[SRU] Infinite loop trying to delete deleted HA router

Bug #1668410 reported by Ann Taraday on 2017-02-27
30
This bug affects 4 people
Affects Status Importance Assigned to Milestone
OpenStack Security Advisory
Undecided
Unassigned
Ubuntu Cloud Archive
Undecided
Unassigned
Mitaka
High
Unassigned
neutron
Medium
Ann Taraday
neutron (Ubuntu)
Medium
Unassigned
Xenial
High
Unassigned

Bug Description

[Descriptoin]

When deleting a router the logfile is filled up. See full log - http://paste.ubuntu.com/25429257/

I can see the error 'Error while deleting router c0dab368-5ac8-4996-88c9-f5d345a774a6' occured 3343386 times from _safe_router_removed() [1]:

$ grep -r 'Error while deleting router c0dab368-5ac8-4996-88c9-f5d345a774a6' |wc -l
3343386

This _safe_router_removed() is invoked by L488 [2], if _safe_router_removed() goes wrong it will return False, then self._resync_router(update) [3] will make the code _safe_router_removed be run again and again. So we saw so many errors 'Error while deleting router XXXXX'.

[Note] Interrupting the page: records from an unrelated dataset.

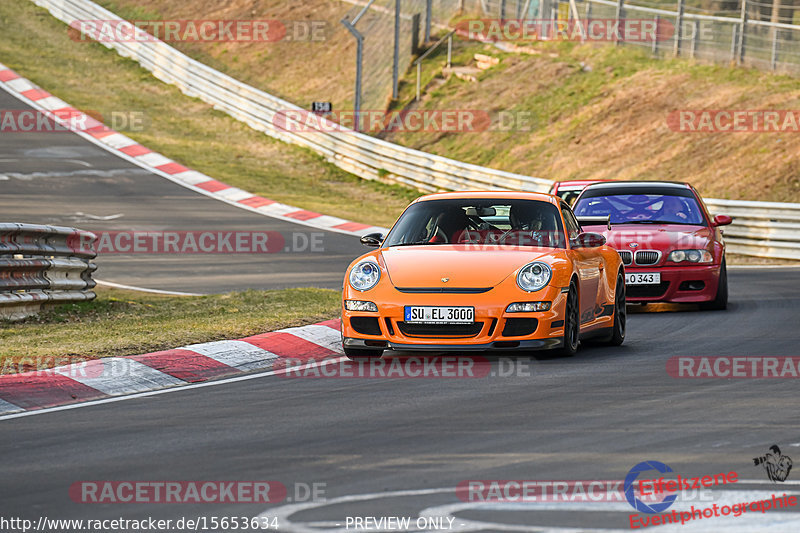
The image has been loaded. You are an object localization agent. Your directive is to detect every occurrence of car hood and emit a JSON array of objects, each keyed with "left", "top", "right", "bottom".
[
  {"left": 587, "top": 224, "right": 714, "bottom": 252},
  {"left": 381, "top": 244, "right": 554, "bottom": 288}
]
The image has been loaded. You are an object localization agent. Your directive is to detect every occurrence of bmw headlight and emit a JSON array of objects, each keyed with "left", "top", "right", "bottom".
[
  {"left": 667, "top": 250, "right": 714, "bottom": 263},
  {"left": 517, "top": 261, "right": 553, "bottom": 292},
  {"left": 350, "top": 260, "right": 381, "bottom": 291}
]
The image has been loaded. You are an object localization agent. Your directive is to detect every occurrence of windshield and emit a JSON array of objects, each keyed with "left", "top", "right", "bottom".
[
  {"left": 384, "top": 198, "right": 565, "bottom": 248},
  {"left": 573, "top": 194, "right": 705, "bottom": 225}
]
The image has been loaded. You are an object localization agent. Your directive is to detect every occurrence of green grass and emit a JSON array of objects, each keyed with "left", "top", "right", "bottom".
[
  {"left": 0, "top": 288, "right": 341, "bottom": 374},
  {"left": 0, "top": 2, "right": 418, "bottom": 225}
]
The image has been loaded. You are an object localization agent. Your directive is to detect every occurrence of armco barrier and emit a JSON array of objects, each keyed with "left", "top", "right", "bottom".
[
  {"left": 0, "top": 224, "right": 97, "bottom": 320},
  {"left": 31, "top": 0, "right": 800, "bottom": 259}
]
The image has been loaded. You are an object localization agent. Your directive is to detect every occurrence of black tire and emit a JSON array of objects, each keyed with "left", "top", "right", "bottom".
[
  {"left": 557, "top": 282, "right": 581, "bottom": 356},
  {"left": 700, "top": 259, "right": 728, "bottom": 311},
  {"left": 342, "top": 346, "right": 383, "bottom": 361},
  {"left": 606, "top": 272, "right": 628, "bottom": 346}
]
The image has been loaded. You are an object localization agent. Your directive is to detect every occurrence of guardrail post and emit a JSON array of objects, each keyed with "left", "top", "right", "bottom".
[
  {"left": 736, "top": 0, "right": 747, "bottom": 65},
  {"left": 769, "top": 28, "right": 781, "bottom": 70},
  {"left": 447, "top": 33, "right": 453, "bottom": 68},
  {"left": 651, "top": 15, "right": 661, "bottom": 56},
  {"left": 424, "top": 0, "right": 433, "bottom": 43},
  {"left": 392, "top": 0, "right": 400, "bottom": 100},
  {"left": 672, "top": 0, "right": 685, "bottom": 57}
]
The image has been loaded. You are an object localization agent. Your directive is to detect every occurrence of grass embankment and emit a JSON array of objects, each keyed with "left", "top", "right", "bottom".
[
  {"left": 0, "top": 287, "right": 341, "bottom": 374},
  {"left": 0, "top": 1, "right": 418, "bottom": 226}
]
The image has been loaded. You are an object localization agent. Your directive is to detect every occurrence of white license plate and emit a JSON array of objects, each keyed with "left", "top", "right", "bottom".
[
  {"left": 625, "top": 272, "right": 661, "bottom": 285},
  {"left": 404, "top": 305, "right": 475, "bottom": 324}
]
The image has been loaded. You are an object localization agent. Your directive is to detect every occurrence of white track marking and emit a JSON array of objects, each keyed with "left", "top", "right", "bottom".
[
  {"left": 55, "top": 357, "right": 186, "bottom": 396},
  {"left": 134, "top": 152, "right": 174, "bottom": 167},
  {"left": 95, "top": 279, "right": 206, "bottom": 296},
  {"left": 0, "top": 399, "right": 23, "bottom": 415},
  {"left": 182, "top": 340, "right": 278, "bottom": 371},
  {"left": 0, "top": 357, "right": 347, "bottom": 421},
  {"left": 279, "top": 324, "right": 342, "bottom": 352}
]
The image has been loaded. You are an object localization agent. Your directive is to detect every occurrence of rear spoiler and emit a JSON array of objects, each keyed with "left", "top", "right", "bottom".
[{"left": 575, "top": 215, "right": 611, "bottom": 231}]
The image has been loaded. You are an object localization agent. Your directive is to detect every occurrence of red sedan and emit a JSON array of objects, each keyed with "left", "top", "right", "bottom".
[{"left": 574, "top": 181, "right": 732, "bottom": 309}]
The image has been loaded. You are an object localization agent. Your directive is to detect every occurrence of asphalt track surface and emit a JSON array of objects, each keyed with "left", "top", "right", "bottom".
[
  {"left": 0, "top": 58, "right": 800, "bottom": 531},
  {"left": 0, "top": 269, "right": 800, "bottom": 531},
  {"left": 0, "top": 90, "right": 366, "bottom": 293}
]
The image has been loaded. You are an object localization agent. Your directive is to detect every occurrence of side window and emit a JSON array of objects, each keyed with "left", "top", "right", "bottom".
[{"left": 561, "top": 204, "right": 581, "bottom": 240}]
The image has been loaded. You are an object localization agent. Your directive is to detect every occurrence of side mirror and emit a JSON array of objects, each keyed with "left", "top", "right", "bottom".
[
  {"left": 572, "top": 232, "right": 606, "bottom": 248},
  {"left": 711, "top": 215, "right": 733, "bottom": 228},
  {"left": 361, "top": 233, "right": 383, "bottom": 248}
]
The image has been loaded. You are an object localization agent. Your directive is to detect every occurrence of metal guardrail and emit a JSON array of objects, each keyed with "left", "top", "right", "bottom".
[
  {"left": 0, "top": 224, "right": 97, "bottom": 320},
  {"left": 31, "top": 0, "right": 800, "bottom": 260}
]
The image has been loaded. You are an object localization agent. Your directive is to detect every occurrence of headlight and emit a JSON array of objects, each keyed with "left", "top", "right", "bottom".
[
  {"left": 350, "top": 260, "right": 381, "bottom": 291},
  {"left": 517, "top": 261, "right": 552, "bottom": 292},
  {"left": 667, "top": 250, "right": 714, "bottom": 263},
  {"left": 506, "top": 302, "right": 550, "bottom": 313},
  {"left": 344, "top": 300, "right": 378, "bottom": 313}
]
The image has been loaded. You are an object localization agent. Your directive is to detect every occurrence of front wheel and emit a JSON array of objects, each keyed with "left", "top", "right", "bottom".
[
  {"left": 342, "top": 346, "right": 383, "bottom": 361},
  {"left": 700, "top": 259, "right": 728, "bottom": 311},
  {"left": 558, "top": 283, "right": 581, "bottom": 356},
  {"left": 606, "top": 273, "right": 628, "bottom": 346}
]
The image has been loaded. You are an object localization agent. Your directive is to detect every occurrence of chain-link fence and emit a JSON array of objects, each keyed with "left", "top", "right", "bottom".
[{"left": 344, "top": 0, "right": 800, "bottom": 113}]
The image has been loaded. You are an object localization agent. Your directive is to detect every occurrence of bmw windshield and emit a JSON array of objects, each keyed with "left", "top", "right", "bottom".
[{"left": 573, "top": 190, "right": 706, "bottom": 226}]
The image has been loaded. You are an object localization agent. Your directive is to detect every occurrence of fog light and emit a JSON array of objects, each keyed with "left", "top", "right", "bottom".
[
  {"left": 506, "top": 302, "right": 550, "bottom": 313},
  {"left": 344, "top": 300, "right": 378, "bottom": 313}
]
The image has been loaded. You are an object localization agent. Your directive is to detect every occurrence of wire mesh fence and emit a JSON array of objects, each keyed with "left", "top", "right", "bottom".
[{"left": 345, "top": 0, "right": 800, "bottom": 113}]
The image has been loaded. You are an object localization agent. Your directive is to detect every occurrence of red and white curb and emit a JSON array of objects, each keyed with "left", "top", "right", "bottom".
[
  {"left": 0, "top": 64, "right": 388, "bottom": 236},
  {"left": 0, "top": 319, "right": 342, "bottom": 415}
]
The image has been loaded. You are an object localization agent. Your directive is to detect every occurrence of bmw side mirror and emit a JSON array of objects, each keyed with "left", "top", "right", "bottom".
[
  {"left": 711, "top": 215, "right": 733, "bottom": 228},
  {"left": 361, "top": 233, "right": 383, "bottom": 248},
  {"left": 572, "top": 232, "right": 606, "bottom": 248}
]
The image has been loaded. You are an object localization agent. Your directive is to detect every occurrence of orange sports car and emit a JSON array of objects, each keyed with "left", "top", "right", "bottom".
[{"left": 342, "top": 191, "right": 625, "bottom": 358}]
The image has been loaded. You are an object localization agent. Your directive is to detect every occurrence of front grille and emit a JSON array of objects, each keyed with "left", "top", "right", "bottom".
[
  {"left": 636, "top": 250, "right": 661, "bottom": 265},
  {"left": 395, "top": 287, "right": 492, "bottom": 294},
  {"left": 625, "top": 281, "right": 669, "bottom": 298},
  {"left": 503, "top": 318, "right": 539, "bottom": 337},
  {"left": 397, "top": 322, "right": 483, "bottom": 337},
  {"left": 350, "top": 316, "right": 381, "bottom": 335}
]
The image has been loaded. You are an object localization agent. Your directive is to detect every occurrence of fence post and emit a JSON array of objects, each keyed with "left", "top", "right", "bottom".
[
  {"left": 653, "top": 15, "right": 661, "bottom": 56},
  {"left": 424, "top": 0, "right": 433, "bottom": 43},
  {"left": 672, "top": 0, "right": 685, "bottom": 57},
  {"left": 341, "top": 18, "right": 366, "bottom": 131},
  {"left": 770, "top": 28, "right": 781, "bottom": 70},
  {"left": 392, "top": 0, "right": 400, "bottom": 100},
  {"left": 614, "top": 0, "right": 625, "bottom": 46},
  {"left": 417, "top": 60, "right": 422, "bottom": 102},
  {"left": 411, "top": 13, "right": 422, "bottom": 56},
  {"left": 736, "top": 0, "right": 747, "bottom": 65}
]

[1] https://github.com/openstack/neutron/blob/mitaka-eol/neutron/agent/l3/agent.py#L361
[2] https://github.com/openstack/neutron/blob/mitaka-eol/neutron/agent/l3/agent.py#L488
[3] https://github.com/openstack/neutron/blob/mitaka-eol/neutron/agent/l3/agent.py#L457

[Test Case]

That's because race condition between neutron server and L3 agent, after neutron server deletes HA interfaces the L3 agent may sync a HA router without HA interface info (just need to trigger L708[1] after deleting HA interfaces and before deleting HA router). If we delete HA router at this time, this problem will happen. So test case we design is as below:

1, First update fixed package, and restart neutron-server by 'sudo service neutron-server restart'

2, Create ha_router

neutron router-create harouter --ha=True

3, Delete ports associated with ha_router before deleting ha_router

neutron router-port-list harouter |grep 'HA port' |awk '{print $2}' |xargs -l neutron port-delete
neutron router-port-list harouter

4, Update ha_router to trigger l3-agent to update ha_router info without ha_port into self.router_info

neutron router-update harouter --description=test

5, Delete ha_router this time

neutron router-delete harouter

[1] https://github.com/openstack/neutron/blob/mitaka-eol/neutron/db/l3_hamode_db.py#L708

[Regression Potential]

The fixed patch [1] for neutron-server will no longer return ha_router which is missing ha_ports, so L488 will no longer have chance to call _safe_router_removed() for a ha_router, so the problem has been fundamentally fixed by this patch and no regression potential.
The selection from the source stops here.